Выбрать главу

Moshevsky, cuya alta figura se alzaba junto a la cama, aflojó la presión con que sujetaba las muñecas de Kabakov y volviéndose hacia un asistente parado al lado de la puerta le dijo con su voz más suave:

– Está volviendo en sí. Dígale al médico que venga. ¡Rápido!

Kabakov abrió y cerró una mano y luego la otra. Movió la pierna derecha y luego la izquierda. Moshevsky casi sonrió de alivio. Sabía lo que estaba haciendo Kabakov. Un inventario de su persona. Moshevsky lo había hecho también en repetidas ocasiones.
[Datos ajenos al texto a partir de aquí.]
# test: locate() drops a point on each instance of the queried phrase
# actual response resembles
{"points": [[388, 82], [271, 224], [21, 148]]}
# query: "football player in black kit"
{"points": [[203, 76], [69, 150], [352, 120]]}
Varios minutos pasaron mientras Kabakov flotaba alternadamente entre la oscuridad y el cuarto del hospital. Moshevsky se dirigió a la puerta mascullando un juramento entre dientes, justo cuando entró el médico seguido por una enfermera. El médico era un hombre joven con patillas.

Miró el cuadro clínico mientras la enfermera abría la carpa de oxígeno y levantaba la sábana de arriba, suspendida como una carga sobre una armazón metálica para evitar que tocara al paciente. El médico acercó una pequeña linterna a los ojos de Kabakov. Estaban colorados y comenzaron a lagrimear cuando los abrió. La enfermera le aplicó un colirio y sacudió un termómetro mientras el médico escuchaba la respiración.

La piel se estremeció con el frío del estetoscopio y el médico vio entorpecida su tarea por la tela adhesiva que cubría el costado izquierdo de las costillas. La sala de emergencia había realizado un buen trabajo. Miró con curiosidad profesional las viejas cicatrices salpicadas por el cuerpo de Kabakov.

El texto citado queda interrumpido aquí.